What I Love About...
The other day I was listening to a radio talk show host share something quite intriguing. He was telling of how he used to counsel people battling depression and those contemplating suicide by getting them to talk about their future. He said if you can get people to talk about their future they tend to let go of the past long enough to remind themselves that they still have a tomorrow. He said he would start with their plans for the next day then the next week, the next holiday and so on. He went on to say that those who had called in put all their focus on their failures and disappointments but when he got them to talk about their future they would always remember they had something better, something to live for.
He hit it on the mark. How often do we find ourselves complaining and discouraged when it comes to our lives? I think all too often we have a tendency of gauging our success by others and by that we generally pick someone we see who seems happier, more successful and who happened to upgrade to something new recently. In an effort to save face we remind ourselves of how tough our life is by rehearsing the unexpected twists and turns we’ve endured and how the past has affected our future. Sadly enough it’s pretty easy to get to that place. What’s worse is that if we let that pattern of thought run its course the past will eventually disintegrate our belief system and ultimately redefine our theology.
2 Corinthians 6:4-13 (The Message)
Our work as God's servants gets validated — or not — in the details. People are watching us as we stay at our post, alertly, unswervingly . . . in hard times, tough times, bad times; 5 when we're beaten up, jailed, and mobbed; working hard, working late, working without eating; 6 with pure heart, clear head, steady hand; in gentleness, holiness, and honest love; 7 when we're telling the truth, and when God's showing his power; when we're doing our best setting things right; 8 when we're praised, and when we're blamed; slandered, and honored; true to our word, though distrusted; 9 ignored by the world, but recognized by God; terrifically alive, though rumored to be dead; beaten within an inch of our lives, but refusing to die; 10 immersed in tears, yet always filled with deep joy; living on handouts, yet enriching many; having nothing, having it all. 11 Dear, dear Corinthians, I can't tell you how much I long for you to enter this wide-open, spacious life. 12 We didn't fence you in.
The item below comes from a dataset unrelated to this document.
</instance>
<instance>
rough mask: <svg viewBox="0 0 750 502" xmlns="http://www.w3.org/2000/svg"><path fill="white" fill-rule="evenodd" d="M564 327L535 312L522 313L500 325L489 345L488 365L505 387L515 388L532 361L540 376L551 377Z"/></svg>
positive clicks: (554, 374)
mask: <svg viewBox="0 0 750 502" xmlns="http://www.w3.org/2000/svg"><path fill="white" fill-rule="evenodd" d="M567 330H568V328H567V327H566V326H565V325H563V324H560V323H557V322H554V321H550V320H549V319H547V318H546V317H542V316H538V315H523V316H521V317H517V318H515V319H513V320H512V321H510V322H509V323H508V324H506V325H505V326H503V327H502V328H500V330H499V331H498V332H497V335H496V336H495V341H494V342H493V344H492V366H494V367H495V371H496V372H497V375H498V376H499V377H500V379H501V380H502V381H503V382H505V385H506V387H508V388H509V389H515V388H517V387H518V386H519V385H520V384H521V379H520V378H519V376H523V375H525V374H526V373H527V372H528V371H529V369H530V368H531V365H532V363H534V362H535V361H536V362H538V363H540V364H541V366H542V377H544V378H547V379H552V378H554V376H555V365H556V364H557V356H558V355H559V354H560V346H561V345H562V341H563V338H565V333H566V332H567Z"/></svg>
The smallness you feel comes from within you. Your lives aren't small, but you're living them in a small way. 13 I'm speaking as plainly as I can and with great affection. Open up your lives. Live openly and expansively!
This is an amazing set of verses. I love the part in verse 11 where the Apostle Paul refers to life as needing to be ‘wide-open’ and ‘spacious’. Can you believe he was referring to his life as wide-open and spacious? It sounds more like a bipolar life to me! He was used to working hard, and working without eating. He was used to being praised and then blamed. He was used to being ignored, distrusted, beaten within an inch of his life and yet ALWAYS filled with deep joy. Was Paul superhuman or something? No, I think he truly enjoyed his life! How is that possible? The only way it’s possible is by his perspective. He was focused on something bigger. He then hit home in this letter to the church by telling them and us, that the ‘smallness’ they were feeling in life wasn’t from without. In comparison to him, the smallness they were feeling wasn’t because of their circumstances. The smallness was coming from within. It was their perspective. The ‘size’ of their life was determined by the way they were seeing. It was Zig Ziglar who once said,
“It is our attitude, not our aptitude that determines our altitude”
So here’s an idea. Grab a pen and paper and take whatever area in life you’re struggling in and write down at least 10 things you like about it. Then make the heading to read, “What I LOVE about ….”, and read those 10 things you love out loud to yourself every day for a month. Then watch what happens to your perspective. It’s pretty amazing!